The “Military Women’s Health” supplement is an addition to the Women’s Health Issues journal – the official journal of the Jacobs Institute of Women’s Health based in Milken – which advocates for policies affecting women’s health. Amita Vyas, the editor-in-chief of the journal and an associate professor of prevention and community health, said the supplement creates a separate space to discuss military women’s health issues, like the lack of access to contraception and lactation consultants for breastfeeding in military bases abroad.

“We knew as a journal that this is an important population to focus on and one that we want to put out sort of the best research that we have to date,” Vyas said. “But also part of what we do as a journal is setting an agenda in many ways and putting out there to the world that we know that this is something that’s really important.”

Vyas said the supplement includes nine articles that feature topics like unintended pregnancies, mental health, childbirth, breastfeeding and the postpartum period in the military.

She said the supplement also examines the presence of sexually transmitted diseases and cervical cancer in military women. She said military and health care infrastructure needs to provide military women with proper screenings, timely follow ups on appointments and human papillomavirus vaccines, which reduce a woman’s chance of contracting cervical cancer.

Vyas added that the military should provide these services during times of deployment, not just at military bases in the United States.

She said the articles feature experts in military women’s health who help “broadly” share issues with researchers in the field so policymakers can implement programs and policies that better women’s health in the military.

“By putting out there the latest research around military women’s health, we’re really helping people in the field guide their decision-making when it comes to policies, to interventions and programs and understanding the breadth of what women in the military are facing,” Vyas said.

Lori Trego, an associate professor at the University of Colorado College of Nursing and one of the supplement’s authors, said including the supplement with the journal helps advocate for health policy changes. She said researchers like her in the military women’s health field who have scientific evidence on issues, like the impacts of insufficient maternal care and sleep, can elicit policy changes if they forward their articles to the “right” people within the policymaking process.

“The supplement in this journal is important to get out to not only the lawmakers and the policymakers, but to the scientists themselves so they can hear and see how they need to move their work forward into the policy realm,” she said.

Trego said the supplement also discusses issues that researchers haven’t discussed before like reproductive health and maternity care in the military, which will encourage other scientists in the women’s health field to contribute to the base of scientific evidence for military women.

“I do believe that it’s important to note that this is a special population, and if we can preserve the health of this population, it actually has many tentacles that reach out in terms of our nation’s security and well being,” she said.

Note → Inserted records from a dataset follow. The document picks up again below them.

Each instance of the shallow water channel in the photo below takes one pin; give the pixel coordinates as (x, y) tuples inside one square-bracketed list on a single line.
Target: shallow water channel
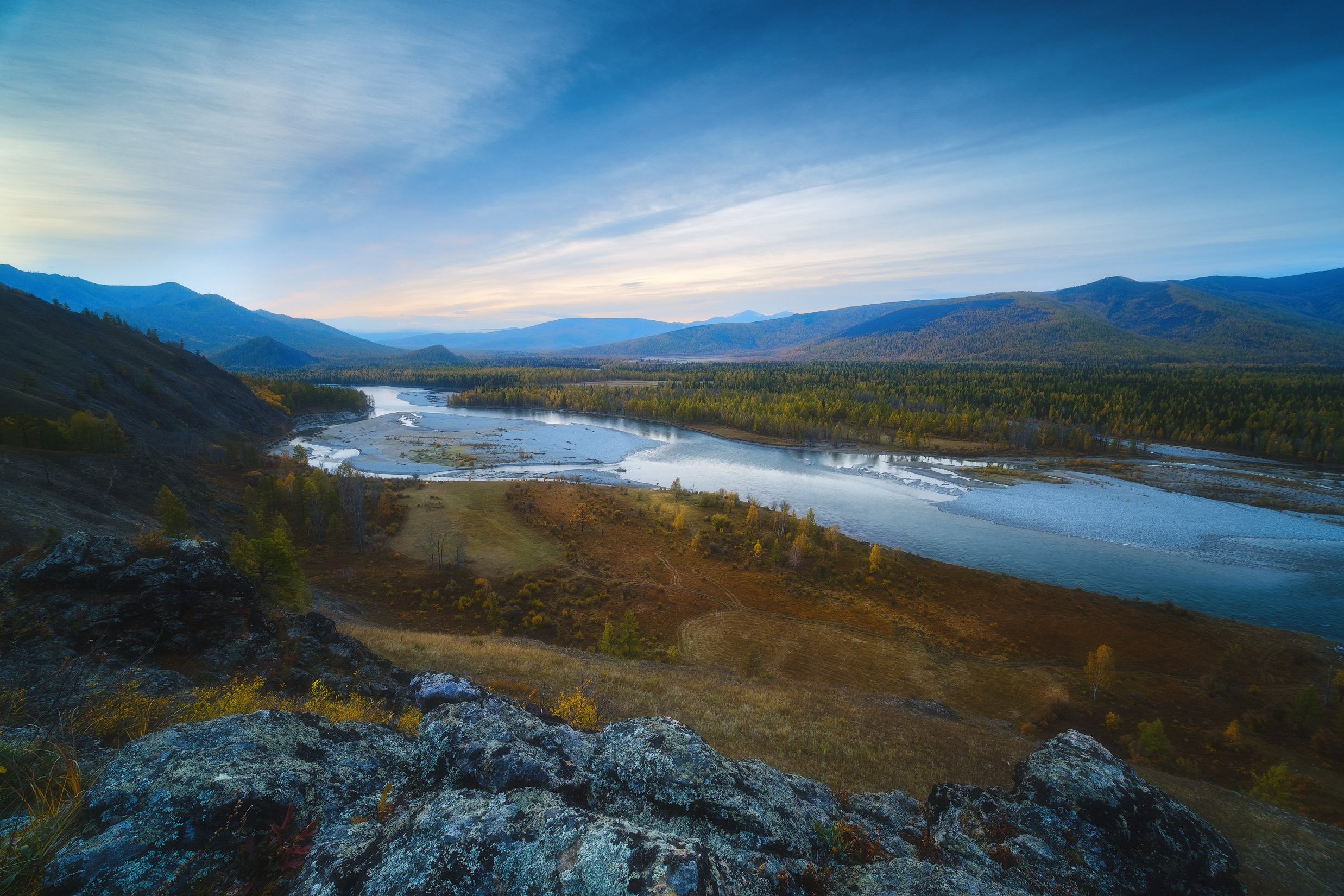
[(1107, 535)]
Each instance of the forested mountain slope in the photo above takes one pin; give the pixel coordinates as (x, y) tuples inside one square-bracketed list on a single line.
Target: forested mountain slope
[(1317, 294), (745, 339), (1255, 321), (96, 418), (262, 354), (205, 323), (60, 362)]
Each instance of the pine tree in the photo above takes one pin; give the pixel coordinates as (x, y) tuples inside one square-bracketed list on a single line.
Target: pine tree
[(629, 640), (272, 562), (173, 515)]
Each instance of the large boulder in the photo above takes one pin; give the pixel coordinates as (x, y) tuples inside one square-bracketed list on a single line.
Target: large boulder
[(174, 805), (495, 798), (433, 690), (100, 613), (663, 774), (522, 841), (494, 746)]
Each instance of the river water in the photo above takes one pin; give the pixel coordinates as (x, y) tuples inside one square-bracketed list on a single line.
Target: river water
[(1097, 532)]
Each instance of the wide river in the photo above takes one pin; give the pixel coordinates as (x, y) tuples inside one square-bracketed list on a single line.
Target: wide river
[(1107, 535)]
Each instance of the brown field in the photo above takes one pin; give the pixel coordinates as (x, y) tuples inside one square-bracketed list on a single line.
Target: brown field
[(807, 668), (847, 738)]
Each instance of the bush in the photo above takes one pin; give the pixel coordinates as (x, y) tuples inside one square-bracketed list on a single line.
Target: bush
[(1276, 786), (1152, 741), (1305, 712), (578, 708)]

Experts in military women’s health said the supplement addresses the problem with equitable treatment of men’s and women’s health issues, and it can be shared with other experts in women’s health to expand research in public health schools.

Laura McCloskey, a professor of public health at Indiana University Bloomington, said women in the military often see their health issues neglected, making them a unique population group to study. She said it’s critical to address women’s health issues in the same ways that the military addresses issues facing men.

“It’s really important in a way for the credibility of the military that they look at women as a unique class and deserving of attention and exposure in terms of health conditions and health needs,” she said.

Jacquelyn Campbell, a professor of nursing at Johns Hopkins University, said all topics within military women’s health require urgent attention.

“The most important thing that we need to recalibrate our health care around is treating people, including active duty military women, as holistic human beings,” she said. “What happens in mental health is going to affect their physical health.”